A study published today suggests that almost three-quarters of graduates will have at least some of their loan written off under the new regime, with the average amount wiped out standing at around £30,000.
It would mean former students could still be paying off their fees when their own children are considering university.
The Sutton Trust, which commissioned the research, said the findings showed that the new fee system could leave professionals such as teachers in a position where they have to find cash to cover loan repayments at a time when their family and living costs, such as mortgage payments, are at a peak.
Under major reforms of university finances, tuition fees were raised to a maximum of £9,000 a year in 2012, almost treble the previous fee which stood at around £3,000.
Eight out of the ten universities in Yorkshire now charge the maximum amount with only Huddersfield and Leeds Trinity charging less.
Students do not start repaying their loans until after they have graduated and are earning at least £21,000 a year, at a rate of nine per cent on all income above this threshold. This compares with a £15,795 threshold in 2012 for the old system. Debts are written off after 30 years.
Those studying for a degree under the new regime also pay an above-inflation interest rate of up to three per cent, which begins while they are still at university, whereas previously there was no real rate of interest.

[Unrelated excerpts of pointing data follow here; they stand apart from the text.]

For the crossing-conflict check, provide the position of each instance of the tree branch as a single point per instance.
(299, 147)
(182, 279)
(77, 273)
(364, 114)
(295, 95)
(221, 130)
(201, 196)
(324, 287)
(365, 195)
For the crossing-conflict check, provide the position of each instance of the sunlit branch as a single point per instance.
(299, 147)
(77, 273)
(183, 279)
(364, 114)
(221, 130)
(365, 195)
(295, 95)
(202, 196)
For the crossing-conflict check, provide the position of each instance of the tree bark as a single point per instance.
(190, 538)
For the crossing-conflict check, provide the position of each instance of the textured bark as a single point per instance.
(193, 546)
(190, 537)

The study, by researchers at the Institute for Fiscal Studies (IFS) examined the two systems to assess the impact of the new student loan system which was brought in at the same time as higher tuition fees in 2012.

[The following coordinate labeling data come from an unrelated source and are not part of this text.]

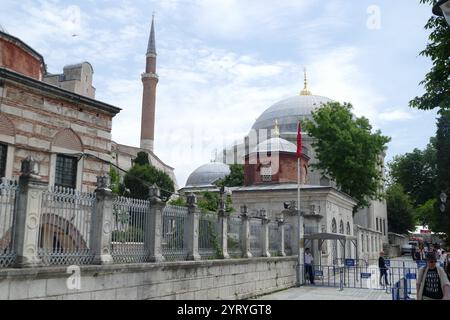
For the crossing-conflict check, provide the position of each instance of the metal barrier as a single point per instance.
(208, 236)
(364, 277)
(234, 237)
(8, 195)
(255, 237)
(274, 238)
(65, 226)
(174, 220)
(128, 235)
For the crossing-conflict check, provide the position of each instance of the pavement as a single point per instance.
(327, 293)
(332, 293)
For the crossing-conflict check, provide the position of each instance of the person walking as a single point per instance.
(309, 259)
(432, 282)
(383, 269)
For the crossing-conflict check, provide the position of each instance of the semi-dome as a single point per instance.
(288, 112)
(207, 174)
(275, 144)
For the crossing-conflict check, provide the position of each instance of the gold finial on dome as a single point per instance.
(305, 91)
(276, 130)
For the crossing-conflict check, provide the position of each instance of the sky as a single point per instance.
(221, 63)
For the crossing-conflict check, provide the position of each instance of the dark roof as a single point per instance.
(24, 46)
(8, 75)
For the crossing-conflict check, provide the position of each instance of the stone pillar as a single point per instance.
(223, 229)
(280, 221)
(265, 236)
(191, 229)
(28, 211)
(292, 218)
(245, 235)
(153, 226)
(102, 222)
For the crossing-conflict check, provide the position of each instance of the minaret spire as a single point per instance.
(149, 81)
(151, 48)
(305, 91)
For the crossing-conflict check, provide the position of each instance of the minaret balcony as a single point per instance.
(150, 75)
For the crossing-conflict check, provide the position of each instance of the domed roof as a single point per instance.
(207, 174)
(288, 112)
(275, 144)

It found that a typical student will now leave university with more than £44,000 worth of debt from fee and maintenance loans - without accruing interest after graduation - around £20,000 more than they would have done under the old system.
The vast majority of this increase is down to students borrowing more to cover higher tuition fees.

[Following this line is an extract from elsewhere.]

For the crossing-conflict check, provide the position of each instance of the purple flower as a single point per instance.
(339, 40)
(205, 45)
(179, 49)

In cash terms, the researchers estimate that graduates will now repay a total of £66,897 on average - equating in real terms to £35,446 on average in 2014 prices.
While the lowest earning graduates - those whose salaries rarely top £21,000 - will pay back less under the new regime, those who earn higher salaries will pay back substantially more.
And the decision to bring in a real, above-inflation interest rate on student loans means that almost half (45 per cent) of graduates will pay back more than they borrowed in real terms, the report adds. But despite this the vast majority will not return their loan in full. The study says: “The average amount written off will be substantial - about £30,000.”
The researchers say under the new system, most graduates will repay slightly less until they are in their mid-30s than they would have done under the old regime, but will then pay more in their 40s and early 50s.
The study says an “average” teacher - who works every year after graduating a would repay £25,000 in today’s prices under the old system, finishing their repayments when they are 40. Under the new system, they would pay back around £42,000 in 2014 prices, but would not finish paying back their loan by the time they are in their early 50s.